Neben der bereits erwähnten Arbeit von Burghardt sowie den in diesem Aufsatz vorgestellten Ergebnissen stellt das ebenfalls schon genannte Projekt von Barbara Flückiger eine der ansonsten eher überschaubaren Aktivitäten numerischer Analyse von Farbe in einem filmwissenschaftlichen Kontext aus dem deutschsprachigen Raum dar. Eines der Ziele des Projektes besteht in der Entwicklung von computergestützten Verfahren der Filmanalyse, doch befassen sich die bislang veröffentlichten Ergebnisse vornehmlich mit Fragen der Filmgeschichte. Hinsichtlich der konkreten Analyse einzelner Werke lassen sie noch keine Rückschlüsse auf die zugrundeliegende numerisch-methodische Herangehensweise zu. Andere Ansätze für computergestützte Analysemethoden in den Filmwissenschaften wurden in Einzelbeiträgen der beiden Jahrestagungen 2016[29] und 2017[30] des deutschsprachigen Verbandes der Digital Humanities (DHd) vorgeschlagen. Frühere Untersuchungen im Kontext eines österreichischen Forschungsprojekts zum russischen Formalismus beschäftigten sich mit der numerischen Analyse von Kamerabewegungen.[31] Im April 2017 formierte sich eine eigenständige Arbeitsgruppe Film und Video innerhalb der DHd[32]. Umgekehrt wurde das Thema ›digitale Methoden‹ als ein eigenständiger von drei Blöcken auf dem zweiten Workshop der Arbeitsgruppe Filmwissenschaft der Gesellschaft für Medienwissenschaften positioniert[33].

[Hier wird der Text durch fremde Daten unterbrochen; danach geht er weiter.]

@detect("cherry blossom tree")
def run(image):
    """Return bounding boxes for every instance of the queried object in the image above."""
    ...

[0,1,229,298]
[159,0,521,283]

2. Eine qualitative Begutachtung der Brauchbarkeit verschiedener Clusteringverfahren in der filmwissenschaftlichen Farbanalyse

Viele der genannten Ansätze ähneln sich darin, dass sie mit der Methode sogenannter Clusteranalysen arbeiten – in den meisten Fällen dem K-Means Algorithmus. Clusteranalysen sind im Bereich der numerischen Bildverarbeitung generell[34] sowie in der filmwissenschaftlichen Bildverarbeitung jenseits der Analyse von Farben weit verbreitet.[35] Die zentrale Bedeutung von Clusteranalysen bei der Untersuchung von Farbmustern in Filmen wird auch in der systematischen Evaluation des Feldes durch Stutz[36] betont.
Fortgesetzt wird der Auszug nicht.